Monday, June 29, 2009

Working in Abstraction

Today's reading for my main library class was a guideline for writing abstracts. You know, those short bits of writing that give you all the basic info you might need in considering an academic source, a summary but not? For someone who's always hated abstracts (they've always ranked ever-so-slightly higher than annotated bibliographies, for me), I actually really enjoyed contemplating what makes an abstract good. Thinking about the representation end of things is so different than thinking about writing for a professor's assignment. In college I never once thought about what the actual purpose of my writing an abstract for my work might be beyond satisfying paper requirements. But, it turns out, there's a lot of thought that needs to go into an abstract.
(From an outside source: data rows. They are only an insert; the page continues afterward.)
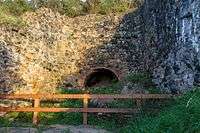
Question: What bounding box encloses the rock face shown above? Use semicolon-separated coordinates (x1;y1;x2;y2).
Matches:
0;0;200;94
0;8;130;93
150;0;200;93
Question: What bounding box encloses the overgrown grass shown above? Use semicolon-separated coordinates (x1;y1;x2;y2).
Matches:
40;0;142;16
2;75;199;132
0;72;154;128
118;89;200;133
97;0;131;14
0;87;133;129
1;0;33;16
0;0;142;27
0;7;25;26
0;0;32;27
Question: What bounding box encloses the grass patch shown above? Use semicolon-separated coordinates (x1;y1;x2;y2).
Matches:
87;83;122;94
2;89;197;132
0;0;33;26
3;74;197;132
0;7;26;27
0;112;33;127
0;0;33;16
118;89;200;133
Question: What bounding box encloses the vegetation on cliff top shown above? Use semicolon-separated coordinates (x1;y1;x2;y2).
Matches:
0;0;33;26
0;0;142;26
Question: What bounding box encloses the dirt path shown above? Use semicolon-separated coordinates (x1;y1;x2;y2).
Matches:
0;125;111;133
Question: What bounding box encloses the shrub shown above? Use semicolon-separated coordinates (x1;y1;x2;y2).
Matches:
99;0;130;14
0;0;31;26
0;6;26;26
61;0;84;17
1;0;33;16
83;0;142;15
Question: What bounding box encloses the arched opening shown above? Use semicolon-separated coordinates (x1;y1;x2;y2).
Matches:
84;68;119;88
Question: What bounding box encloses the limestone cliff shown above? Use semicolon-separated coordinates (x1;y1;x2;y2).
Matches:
0;8;126;93
151;0;200;93
0;0;200;94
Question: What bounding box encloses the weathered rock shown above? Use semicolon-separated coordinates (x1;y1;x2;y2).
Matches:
151;0;200;93
1;0;200;94
121;83;148;94
0;8;129;93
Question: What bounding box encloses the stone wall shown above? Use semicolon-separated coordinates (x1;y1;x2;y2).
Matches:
0;8;135;93
0;0;200;94
151;0;200;93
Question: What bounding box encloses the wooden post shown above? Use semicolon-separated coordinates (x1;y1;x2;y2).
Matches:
83;94;88;125
136;94;142;110
136;99;142;110
33;99;40;125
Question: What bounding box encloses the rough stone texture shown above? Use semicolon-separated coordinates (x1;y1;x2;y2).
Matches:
0;0;200;94
152;0;200;93
0;8;130;93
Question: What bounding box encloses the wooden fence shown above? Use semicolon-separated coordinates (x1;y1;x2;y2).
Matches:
0;94;176;125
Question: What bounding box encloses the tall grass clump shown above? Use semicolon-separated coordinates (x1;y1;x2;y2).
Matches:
0;0;32;26
0;6;25;26
1;0;33;16
118;89;200;133
83;0;142;14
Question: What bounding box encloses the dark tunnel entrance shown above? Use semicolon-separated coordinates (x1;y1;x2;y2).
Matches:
84;68;119;88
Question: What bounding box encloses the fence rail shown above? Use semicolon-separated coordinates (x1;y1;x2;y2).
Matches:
0;94;177;125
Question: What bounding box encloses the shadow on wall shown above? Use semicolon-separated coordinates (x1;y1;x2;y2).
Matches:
0;41;24;94
84;68;119;88
77;0;177;89
77;1;148;85
71;2;146;88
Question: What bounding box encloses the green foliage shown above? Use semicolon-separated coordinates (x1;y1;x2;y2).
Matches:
58;88;84;94
107;99;135;108
0;0;30;26
125;72;160;93
87;82;122;94
98;0;130;14
61;0;84;17
0;112;33;127
2;89;200;132
35;0;83;17
0;9;26;26
88;114;129;130
83;0;142;14
0;0;142;19
39;112;82;125
125;73;151;84
1;0;33;16
35;0;137;17
118;89;200;133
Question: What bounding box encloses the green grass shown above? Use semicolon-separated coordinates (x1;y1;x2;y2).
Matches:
0;87;134;128
0;73;157;129
1;0;33;16
1;75;199;132
118;89;200;133
1;89;199;132
98;0;131;14
0;7;26;27
0;0;33;26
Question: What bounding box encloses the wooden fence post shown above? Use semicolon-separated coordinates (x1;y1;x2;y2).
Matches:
83;94;88;125
33;99;40;125
136;95;142;110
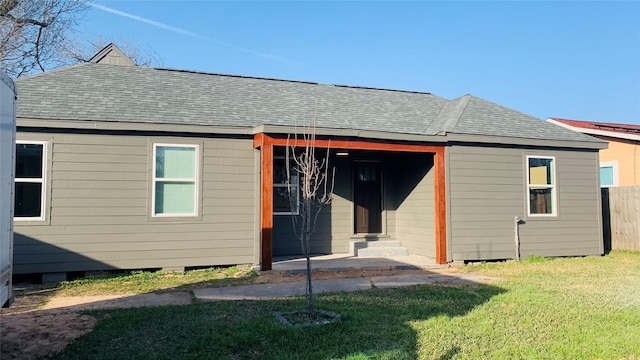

Take library search tools, for example. You want to do research on hamlets; the quaint little village type of hamlet, not the brooding, more-than-likely psychotic Danish Hamlet. Aside from searching an already specialized database of relevant information or sifting through page after page of "hamlet" hits, how do you know how to evaluate your possible source materials? Abstracts, it turns out.

You see, having an abstract that tells you all of the most important information about a particular source is like suddenly being able to speed read; an abstract could theoretically allow you to be fully prepared for class discussion on a particular article without reading the actual article itself. Having an abstract is being able to tell within one page whether you should give a hoot about a piece of writing or not. It's like reading the back of the book to decide if you want to read the whole thing, only better. With abstracts the information is always accurate. Or, at least, should be, as I've discovered in today's adventure in abstraction.

No longer shall I inwardly grimace when asked to write an abstract. When you stop to think about it, writing one is the ultimate logic challenge.